The user interface is extremely well-designed. It’s elegant in its simplicity, but smart in its offerings. Certain tools give you a “loupe” tool that allows you to hone in on the detail of the image as you adjust so you see precisely how you’re affecting things. The press-and-hold toggle “Compare” button is a great way to flip between the before and after of your modifications. Undo’s make it easy to go back and try different things and learn about how combinations of effects produce different end results, and the revert option brings you back to the original to start from the beginning. My favorite of the tools is the “selective adjust,” which allows you to drop multiple “control points” to which you can adjust the brightness, contrast and saturation of specific areas of your photo.
The results you get are truly amazing, and contrary to mixed reviews on the App Store, you can save full-resolution JPG files out of Snapseed (up to 16 megapixels on the iPad 2). At first it wasn’t working for me, but after some diligent web searching, I think I found the key to making full-resolution output work. It seems you have to enable “Location Services” for Snapseed in the Settings of your iOS device. I’m not sure why that is, but it seems to be the thing that made it work.
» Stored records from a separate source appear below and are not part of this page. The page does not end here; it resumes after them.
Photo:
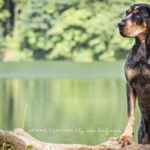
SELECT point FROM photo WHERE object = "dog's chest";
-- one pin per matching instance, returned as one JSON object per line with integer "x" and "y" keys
{"x": 137, "y": 68}
{"x": 137, "y": 71}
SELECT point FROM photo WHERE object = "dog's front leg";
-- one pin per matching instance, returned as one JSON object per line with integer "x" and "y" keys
{"x": 126, "y": 137}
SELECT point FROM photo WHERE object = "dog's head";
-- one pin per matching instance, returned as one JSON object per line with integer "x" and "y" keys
{"x": 136, "y": 22}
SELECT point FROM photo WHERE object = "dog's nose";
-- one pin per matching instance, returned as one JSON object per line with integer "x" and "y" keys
{"x": 121, "y": 25}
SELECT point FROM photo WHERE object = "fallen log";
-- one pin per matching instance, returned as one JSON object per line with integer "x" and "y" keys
{"x": 20, "y": 140}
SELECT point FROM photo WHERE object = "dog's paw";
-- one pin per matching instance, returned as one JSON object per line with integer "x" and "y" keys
{"x": 125, "y": 139}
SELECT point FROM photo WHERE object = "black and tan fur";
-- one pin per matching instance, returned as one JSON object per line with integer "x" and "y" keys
{"x": 136, "y": 25}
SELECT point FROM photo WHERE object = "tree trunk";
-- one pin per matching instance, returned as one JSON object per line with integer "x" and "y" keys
{"x": 20, "y": 140}
{"x": 9, "y": 23}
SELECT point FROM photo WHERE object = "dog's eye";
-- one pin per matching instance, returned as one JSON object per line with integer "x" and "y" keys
{"x": 137, "y": 19}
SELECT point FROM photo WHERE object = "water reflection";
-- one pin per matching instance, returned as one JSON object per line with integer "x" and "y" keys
{"x": 64, "y": 111}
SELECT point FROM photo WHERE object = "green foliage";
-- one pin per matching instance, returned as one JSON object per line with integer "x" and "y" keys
{"x": 69, "y": 29}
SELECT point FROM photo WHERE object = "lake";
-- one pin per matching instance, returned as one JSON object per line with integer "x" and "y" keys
{"x": 64, "y": 102}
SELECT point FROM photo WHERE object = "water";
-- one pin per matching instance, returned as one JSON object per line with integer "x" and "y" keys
{"x": 64, "y": 102}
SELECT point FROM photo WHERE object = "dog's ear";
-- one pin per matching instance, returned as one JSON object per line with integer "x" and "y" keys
{"x": 148, "y": 35}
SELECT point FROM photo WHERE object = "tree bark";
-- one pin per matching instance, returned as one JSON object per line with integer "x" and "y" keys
{"x": 20, "y": 140}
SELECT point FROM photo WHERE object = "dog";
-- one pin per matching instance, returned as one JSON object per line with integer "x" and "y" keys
{"x": 136, "y": 24}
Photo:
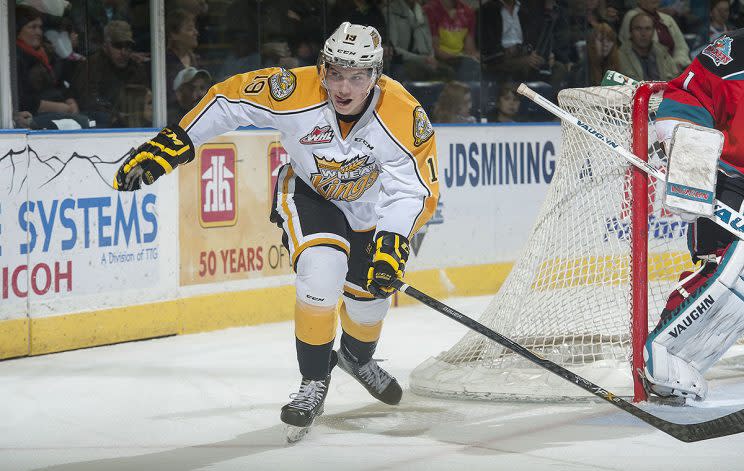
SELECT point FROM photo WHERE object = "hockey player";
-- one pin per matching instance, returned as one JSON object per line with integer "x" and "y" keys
{"x": 704, "y": 315}
{"x": 362, "y": 179}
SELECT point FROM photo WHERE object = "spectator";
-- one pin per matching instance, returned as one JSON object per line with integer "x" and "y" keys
{"x": 64, "y": 39}
{"x": 454, "y": 104}
{"x": 107, "y": 72}
{"x": 189, "y": 87}
{"x": 410, "y": 37}
{"x": 39, "y": 91}
{"x": 452, "y": 24}
{"x": 642, "y": 58}
{"x": 666, "y": 31}
{"x": 507, "y": 53}
{"x": 94, "y": 16}
{"x": 599, "y": 11}
{"x": 134, "y": 107}
{"x": 182, "y": 39}
{"x": 278, "y": 53}
{"x": 360, "y": 12}
{"x": 507, "y": 105}
{"x": 241, "y": 30}
{"x": 719, "y": 19}
{"x": 603, "y": 53}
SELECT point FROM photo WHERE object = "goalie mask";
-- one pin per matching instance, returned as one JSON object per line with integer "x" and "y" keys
{"x": 353, "y": 55}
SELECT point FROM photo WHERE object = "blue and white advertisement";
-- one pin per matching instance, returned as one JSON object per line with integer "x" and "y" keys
{"x": 68, "y": 241}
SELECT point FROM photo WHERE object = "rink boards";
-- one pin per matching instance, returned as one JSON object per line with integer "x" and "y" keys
{"x": 83, "y": 265}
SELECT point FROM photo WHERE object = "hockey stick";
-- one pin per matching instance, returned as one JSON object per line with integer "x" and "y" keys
{"x": 723, "y": 214}
{"x": 727, "y": 425}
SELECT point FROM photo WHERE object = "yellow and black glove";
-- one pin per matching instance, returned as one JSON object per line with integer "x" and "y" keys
{"x": 158, "y": 156}
{"x": 388, "y": 263}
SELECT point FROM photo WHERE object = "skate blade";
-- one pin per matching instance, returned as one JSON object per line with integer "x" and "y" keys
{"x": 295, "y": 434}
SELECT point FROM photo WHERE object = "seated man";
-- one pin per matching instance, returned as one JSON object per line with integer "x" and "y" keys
{"x": 98, "y": 83}
{"x": 642, "y": 58}
{"x": 413, "y": 49}
{"x": 665, "y": 31}
{"x": 190, "y": 85}
{"x": 453, "y": 35}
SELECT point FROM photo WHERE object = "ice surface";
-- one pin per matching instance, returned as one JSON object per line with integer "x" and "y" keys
{"x": 211, "y": 402}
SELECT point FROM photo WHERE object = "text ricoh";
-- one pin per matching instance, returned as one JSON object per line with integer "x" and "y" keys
{"x": 98, "y": 221}
{"x": 499, "y": 163}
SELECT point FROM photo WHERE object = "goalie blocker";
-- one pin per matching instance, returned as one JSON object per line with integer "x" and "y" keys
{"x": 693, "y": 153}
{"x": 704, "y": 314}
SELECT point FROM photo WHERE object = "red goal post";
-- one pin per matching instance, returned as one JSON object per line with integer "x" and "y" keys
{"x": 594, "y": 274}
{"x": 639, "y": 235}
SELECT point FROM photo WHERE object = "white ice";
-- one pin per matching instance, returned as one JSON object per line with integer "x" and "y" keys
{"x": 211, "y": 402}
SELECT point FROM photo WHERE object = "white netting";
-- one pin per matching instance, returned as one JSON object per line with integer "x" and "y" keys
{"x": 568, "y": 297}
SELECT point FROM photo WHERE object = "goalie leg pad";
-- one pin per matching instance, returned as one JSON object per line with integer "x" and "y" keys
{"x": 704, "y": 317}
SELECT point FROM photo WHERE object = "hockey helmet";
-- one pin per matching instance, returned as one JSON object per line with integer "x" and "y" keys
{"x": 353, "y": 46}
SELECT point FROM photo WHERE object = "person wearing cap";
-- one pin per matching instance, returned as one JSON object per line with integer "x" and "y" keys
{"x": 39, "y": 89}
{"x": 190, "y": 85}
{"x": 107, "y": 71}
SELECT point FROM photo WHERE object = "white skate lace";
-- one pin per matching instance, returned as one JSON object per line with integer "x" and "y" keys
{"x": 310, "y": 394}
{"x": 375, "y": 376}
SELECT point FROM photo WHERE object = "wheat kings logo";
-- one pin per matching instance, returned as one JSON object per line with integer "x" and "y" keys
{"x": 318, "y": 135}
{"x": 344, "y": 181}
{"x": 282, "y": 84}
{"x": 422, "y": 128}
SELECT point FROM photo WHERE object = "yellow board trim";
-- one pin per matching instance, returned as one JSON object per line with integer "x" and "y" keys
{"x": 14, "y": 340}
{"x": 210, "y": 312}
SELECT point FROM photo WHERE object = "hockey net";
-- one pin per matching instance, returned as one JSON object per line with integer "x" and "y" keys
{"x": 579, "y": 287}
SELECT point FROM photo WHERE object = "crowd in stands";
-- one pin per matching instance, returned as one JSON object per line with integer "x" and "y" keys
{"x": 87, "y": 63}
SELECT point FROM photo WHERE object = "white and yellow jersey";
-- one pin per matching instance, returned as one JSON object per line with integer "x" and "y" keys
{"x": 381, "y": 172}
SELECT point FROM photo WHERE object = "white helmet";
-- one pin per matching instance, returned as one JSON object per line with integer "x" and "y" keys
{"x": 353, "y": 46}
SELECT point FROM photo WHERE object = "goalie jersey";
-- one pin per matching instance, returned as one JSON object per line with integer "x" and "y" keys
{"x": 381, "y": 173}
{"x": 710, "y": 92}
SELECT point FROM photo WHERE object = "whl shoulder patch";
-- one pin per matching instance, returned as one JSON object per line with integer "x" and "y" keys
{"x": 422, "y": 128}
{"x": 282, "y": 84}
{"x": 720, "y": 51}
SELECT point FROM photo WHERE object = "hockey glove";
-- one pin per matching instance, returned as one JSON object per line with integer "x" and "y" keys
{"x": 166, "y": 151}
{"x": 388, "y": 263}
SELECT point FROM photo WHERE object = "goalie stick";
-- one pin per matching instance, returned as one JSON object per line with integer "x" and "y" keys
{"x": 727, "y": 425}
{"x": 723, "y": 214}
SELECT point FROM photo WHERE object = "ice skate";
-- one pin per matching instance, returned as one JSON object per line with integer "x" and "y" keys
{"x": 380, "y": 384}
{"x": 300, "y": 413}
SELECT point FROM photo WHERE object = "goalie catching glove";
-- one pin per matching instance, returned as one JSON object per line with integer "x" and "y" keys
{"x": 160, "y": 155}
{"x": 388, "y": 263}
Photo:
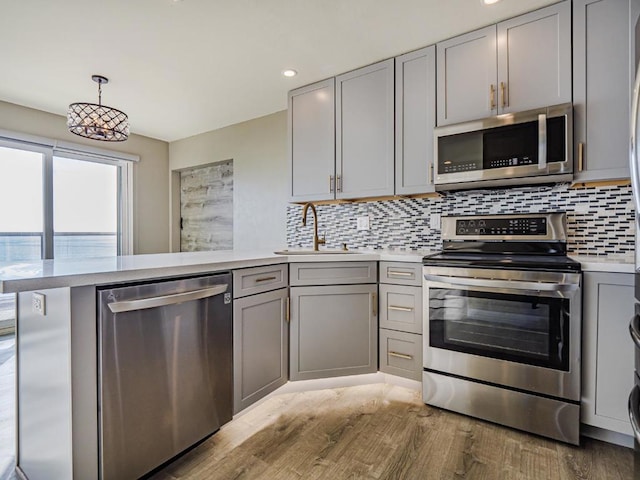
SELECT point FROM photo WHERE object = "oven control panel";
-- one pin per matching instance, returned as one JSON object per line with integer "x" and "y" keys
{"x": 492, "y": 227}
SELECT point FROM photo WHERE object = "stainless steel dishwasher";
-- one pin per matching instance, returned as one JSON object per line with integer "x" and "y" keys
{"x": 165, "y": 370}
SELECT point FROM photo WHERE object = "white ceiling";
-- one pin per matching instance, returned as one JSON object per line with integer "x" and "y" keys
{"x": 182, "y": 68}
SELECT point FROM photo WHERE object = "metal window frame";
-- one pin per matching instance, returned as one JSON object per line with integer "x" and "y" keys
{"x": 50, "y": 149}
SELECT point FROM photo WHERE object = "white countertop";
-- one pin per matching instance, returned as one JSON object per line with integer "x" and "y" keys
{"x": 592, "y": 263}
{"x": 44, "y": 274}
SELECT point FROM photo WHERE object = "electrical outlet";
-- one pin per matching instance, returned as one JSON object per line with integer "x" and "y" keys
{"x": 434, "y": 221}
{"x": 362, "y": 223}
{"x": 38, "y": 303}
{"x": 581, "y": 207}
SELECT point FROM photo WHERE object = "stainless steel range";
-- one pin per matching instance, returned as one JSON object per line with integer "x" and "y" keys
{"x": 503, "y": 323}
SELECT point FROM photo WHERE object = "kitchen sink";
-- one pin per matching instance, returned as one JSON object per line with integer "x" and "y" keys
{"x": 313, "y": 252}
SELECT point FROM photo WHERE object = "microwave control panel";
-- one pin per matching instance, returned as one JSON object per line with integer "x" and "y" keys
{"x": 502, "y": 226}
{"x": 511, "y": 162}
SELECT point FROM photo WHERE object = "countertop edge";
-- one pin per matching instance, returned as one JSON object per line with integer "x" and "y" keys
{"x": 202, "y": 263}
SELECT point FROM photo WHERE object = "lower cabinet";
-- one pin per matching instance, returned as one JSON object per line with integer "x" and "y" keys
{"x": 607, "y": 350}
{"x": 401, "y": 354}
{"x": 334, "y": 331}
{"x": 260, "y": 346}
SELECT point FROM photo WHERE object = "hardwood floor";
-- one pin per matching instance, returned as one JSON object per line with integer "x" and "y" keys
{"x": 384, "y": 432}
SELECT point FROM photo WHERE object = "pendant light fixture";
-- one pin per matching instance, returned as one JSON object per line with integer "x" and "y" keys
{"x": 98, "y": 122}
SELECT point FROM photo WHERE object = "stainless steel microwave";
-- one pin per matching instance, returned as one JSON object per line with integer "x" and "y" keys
{"x": 529, "y": 147}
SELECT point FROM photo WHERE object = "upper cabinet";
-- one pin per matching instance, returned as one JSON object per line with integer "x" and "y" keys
{"x": 415, "y": 119}
{"x": 312, "y": 142}
{"x": 603, "y": 74}
{"x": 341, "y": 136}
{"x": 519, "y": 64}
{"x": 365, "y": 132}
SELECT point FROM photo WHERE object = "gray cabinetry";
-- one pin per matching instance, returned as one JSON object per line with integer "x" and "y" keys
{"x": 365, "y": 131}
{"x": 603, "y": 74}
{"x": 467, "y": 67}
{"x": 333, "y": 327}
{"x": 607, "y": 350}
{"x": 400, "y": 349}
{"x": 516, "y": 65}
{"x": 312, "y": 142}
{"x": 260, "y": 334}
{"x": 415, "y": 119}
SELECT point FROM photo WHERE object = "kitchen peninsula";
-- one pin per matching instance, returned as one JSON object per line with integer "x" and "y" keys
{"x": 57, "y": 344}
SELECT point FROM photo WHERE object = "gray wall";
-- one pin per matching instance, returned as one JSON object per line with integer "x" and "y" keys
{"x": 258, "y": 149}
{"x": 151, "y": 174}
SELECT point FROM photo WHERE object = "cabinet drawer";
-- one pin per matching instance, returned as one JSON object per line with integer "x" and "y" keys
{"x": 333, "y": 273}
{"x": 401, "y": 354}
{"x": 401, "y": 273}
{"x": 250, "y": 281}
{"x": 401, "y": 308}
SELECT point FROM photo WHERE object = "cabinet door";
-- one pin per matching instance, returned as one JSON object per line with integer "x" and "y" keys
{"x": 365, "y": 131}
{"x": 607, "y": 350}
{"x": 415, "y": 120}
{"x": 467, "y": 73}
{"x": 260, "y": 346}
{"x": 534, "y": 59}
{"x": 312, "y": 142}
{"x": 334, "y": 331}
{"x": 603, "y": 73}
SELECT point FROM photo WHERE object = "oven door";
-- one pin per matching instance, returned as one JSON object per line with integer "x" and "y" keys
{"x": 509, "y": 328}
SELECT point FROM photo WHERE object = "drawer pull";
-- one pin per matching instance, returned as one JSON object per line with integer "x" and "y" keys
{"x": 288, "y": 310}
{"x": 400, "y": 274}
{"x": 401, "y": 355}
{"x": 374, "y": 305}
{"x": 265, "y": 279}
{"x": 400, "y": 309}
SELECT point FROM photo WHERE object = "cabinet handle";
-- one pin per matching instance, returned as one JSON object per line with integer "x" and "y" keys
{"x": 580, "y": 156}
{"x": 287, "y": 311}
{"x": 503, "y": 95}
{"x": 634, "y": 330}
{"x": 374, "y": 304}
{"x": 400, "y": 309}
{"x": 399, "y": 274}
{"x": 265, "y": 279}
{"x": 400, "y": 355}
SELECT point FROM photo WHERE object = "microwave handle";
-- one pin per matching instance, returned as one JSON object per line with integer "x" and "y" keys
{"x": 542, "y": 141}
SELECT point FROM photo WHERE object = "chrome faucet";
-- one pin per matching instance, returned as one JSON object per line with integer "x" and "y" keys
{"x": 316, "y": 241}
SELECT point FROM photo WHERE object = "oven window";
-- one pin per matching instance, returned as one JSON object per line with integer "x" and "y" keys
{"x": 520, "y": 328}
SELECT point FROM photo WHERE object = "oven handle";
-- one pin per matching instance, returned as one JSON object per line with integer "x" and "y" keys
{"x": 508, "y": 284}
{"x": 634, "y": 411}
{"x": 634, "y": 329}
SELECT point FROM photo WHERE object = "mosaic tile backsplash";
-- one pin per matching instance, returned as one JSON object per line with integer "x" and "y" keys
{"x": 599, "y": 219}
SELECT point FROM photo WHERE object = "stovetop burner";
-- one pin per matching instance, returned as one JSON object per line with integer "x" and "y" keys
{"x": 522, "y": 242}
{"x": 506, "y": 262}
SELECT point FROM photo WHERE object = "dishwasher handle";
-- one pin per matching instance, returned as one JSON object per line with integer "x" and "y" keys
{"x": 161, "y": 301}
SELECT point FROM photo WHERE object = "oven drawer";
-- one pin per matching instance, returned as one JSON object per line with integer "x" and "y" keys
{"x": 401, "y": 273}
{"x": 401, "y": 308}
{"x": 249, "y": 281}
{"x": 401, "y": 354}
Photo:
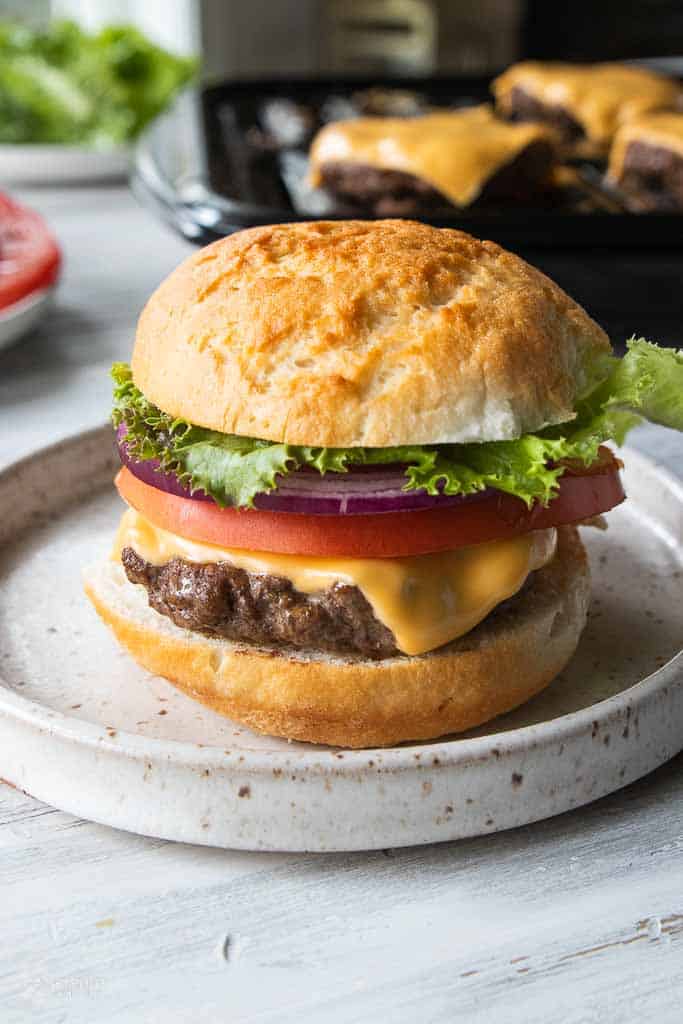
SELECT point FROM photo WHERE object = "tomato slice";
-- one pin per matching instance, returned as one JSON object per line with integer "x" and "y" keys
{"x": 30, "y": 257}
{"x": 387, "y": 536}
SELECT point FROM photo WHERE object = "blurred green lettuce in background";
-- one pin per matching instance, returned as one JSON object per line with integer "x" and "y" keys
{"x": 63, "y": 85}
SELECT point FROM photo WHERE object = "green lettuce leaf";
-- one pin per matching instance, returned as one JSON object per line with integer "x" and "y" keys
{"x": 60, "y": 84}
{"x": 647, "y": 383}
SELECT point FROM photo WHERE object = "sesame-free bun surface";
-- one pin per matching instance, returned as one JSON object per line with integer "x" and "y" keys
{"x": 364, "y": 333}
{"x": 511, "y": 655}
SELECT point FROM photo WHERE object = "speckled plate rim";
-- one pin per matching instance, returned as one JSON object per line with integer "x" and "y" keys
{"x": 658, "y": 695}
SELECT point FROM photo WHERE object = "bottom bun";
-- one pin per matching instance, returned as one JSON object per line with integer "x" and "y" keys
{"x": 345, "y": 701}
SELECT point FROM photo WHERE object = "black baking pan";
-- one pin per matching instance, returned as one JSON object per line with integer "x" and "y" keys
{"x": 233, "y": 155}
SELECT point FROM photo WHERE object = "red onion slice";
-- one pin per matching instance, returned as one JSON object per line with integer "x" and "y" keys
{"x": 363, "y": 491}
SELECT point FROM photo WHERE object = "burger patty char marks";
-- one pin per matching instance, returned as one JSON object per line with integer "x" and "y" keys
{"x": 387, "y": 193}
{"x": 523, "y": 107}
{"x": 220, "y": 600}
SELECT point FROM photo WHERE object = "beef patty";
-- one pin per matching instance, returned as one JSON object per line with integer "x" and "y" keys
{"x": 523, "y": 107}
{"x": 219, "y": 600}
{"x": 652, "y": 177}
{"x": 390, "y": 194}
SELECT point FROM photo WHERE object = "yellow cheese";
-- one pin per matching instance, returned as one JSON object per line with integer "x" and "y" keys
{"x": 456, "y": 152}
{"x": 599, "y": 97}
{"x": 426, "y": 601}
{"x": 664, "y": 130}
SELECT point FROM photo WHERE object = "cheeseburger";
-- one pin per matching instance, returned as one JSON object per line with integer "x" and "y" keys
{"x": 355, "y": 456}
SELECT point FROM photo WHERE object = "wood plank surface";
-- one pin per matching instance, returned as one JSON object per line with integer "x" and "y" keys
{"x": 578, "y": 920}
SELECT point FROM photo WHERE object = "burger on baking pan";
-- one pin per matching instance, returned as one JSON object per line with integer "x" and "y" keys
{"x": 355, "y": 455}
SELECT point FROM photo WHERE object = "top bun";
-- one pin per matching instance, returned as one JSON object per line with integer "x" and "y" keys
{"x": 364, "y": 333}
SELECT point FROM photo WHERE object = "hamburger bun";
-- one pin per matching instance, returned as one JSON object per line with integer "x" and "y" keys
{"x": 364, "y": 334}
{"x": 511, "y": 655}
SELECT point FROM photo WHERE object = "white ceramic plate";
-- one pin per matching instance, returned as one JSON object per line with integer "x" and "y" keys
{"x": 83, "y": 728}
{"x": 22, "y": 316}
{"x": 42, "y": 165}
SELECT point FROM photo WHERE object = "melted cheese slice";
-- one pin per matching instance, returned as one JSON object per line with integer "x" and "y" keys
{"x": 456, "y": 152}
{"x": 599, "y": 97}
{"x": 426, "y": 601}
{"x": 664, "y": 130}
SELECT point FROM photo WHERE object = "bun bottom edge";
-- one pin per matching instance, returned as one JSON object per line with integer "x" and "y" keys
{"x": 509, "y": 657}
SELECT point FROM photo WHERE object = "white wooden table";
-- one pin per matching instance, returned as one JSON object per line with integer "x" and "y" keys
{"x": 574, "y": 920}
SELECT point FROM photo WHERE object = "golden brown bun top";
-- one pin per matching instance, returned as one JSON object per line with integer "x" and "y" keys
{"x": 354, "y": 333}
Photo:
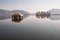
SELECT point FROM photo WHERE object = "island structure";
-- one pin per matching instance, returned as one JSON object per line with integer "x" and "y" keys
{"x": 17, "y": 17}
{"x": 42, "y": 14}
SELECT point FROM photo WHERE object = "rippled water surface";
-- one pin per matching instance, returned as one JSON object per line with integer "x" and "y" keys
{"x": 31, "y": 28}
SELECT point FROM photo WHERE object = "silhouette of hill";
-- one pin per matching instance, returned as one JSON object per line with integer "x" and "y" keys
{"x": 4, "y": 14}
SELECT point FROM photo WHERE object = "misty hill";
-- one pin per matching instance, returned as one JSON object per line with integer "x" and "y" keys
{"x": 54, "y": 11}
{"x": 4, "y": 14}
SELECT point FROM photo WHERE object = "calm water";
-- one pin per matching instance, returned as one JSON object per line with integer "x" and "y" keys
{"x": 31, "y": 28}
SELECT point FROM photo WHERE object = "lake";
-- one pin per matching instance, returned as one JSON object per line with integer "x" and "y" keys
{"x": 31, "y": 28}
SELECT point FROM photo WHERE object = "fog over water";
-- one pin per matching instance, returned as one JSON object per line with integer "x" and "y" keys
{"x": 31, "y": 28}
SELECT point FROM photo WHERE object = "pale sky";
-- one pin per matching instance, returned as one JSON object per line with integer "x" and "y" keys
{"x": 29, "y": 5}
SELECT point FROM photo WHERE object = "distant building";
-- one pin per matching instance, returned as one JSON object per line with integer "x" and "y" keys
{"x": 42, "y": 14}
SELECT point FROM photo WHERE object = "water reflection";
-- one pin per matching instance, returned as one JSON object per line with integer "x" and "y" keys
{"x": 52, "y": 17}
{"x": 17, "y": 21}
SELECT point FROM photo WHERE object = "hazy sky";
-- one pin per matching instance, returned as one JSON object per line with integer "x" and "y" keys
{"x": 29, "y": 5}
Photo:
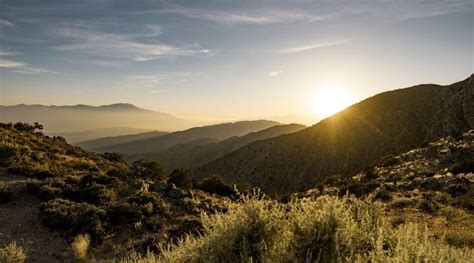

And boy does it work! I was skeptical about how well an iOS app could make DSLR photos look, so I decided to get a large blowup print made of one of my Snapseed creations. I ordered a one-hour 20×30″ enlargement from my local Sam’s Club photo department, which I think is a steal at just nine bucks. I was blown away by the quality, the sharpness and the bold look I was able to create without any of my photos even touching a computer (except for the online ordering of the print). I bought an 18×24″ barnwood frame from my local hobby store to hang it up in my house because I was so blown away by the result (see photo #4 on the left).
If you’re even a mildly-serious photographer who loves instant gratification, Snapseed is a great tool to have. Pair it with an iPad 2 and the Apple Camera Connection Kit, and you have a complete lens to print solution that fits entirely in your camera backpack. If you have a 3G iPad 2, you could tweak your photos and send them to your Flickr account right from the wooded trail you took them on. That, I have to say, is what gets me excited about technology — the prospects of boundless creativity made accessible and affordable wherever you are.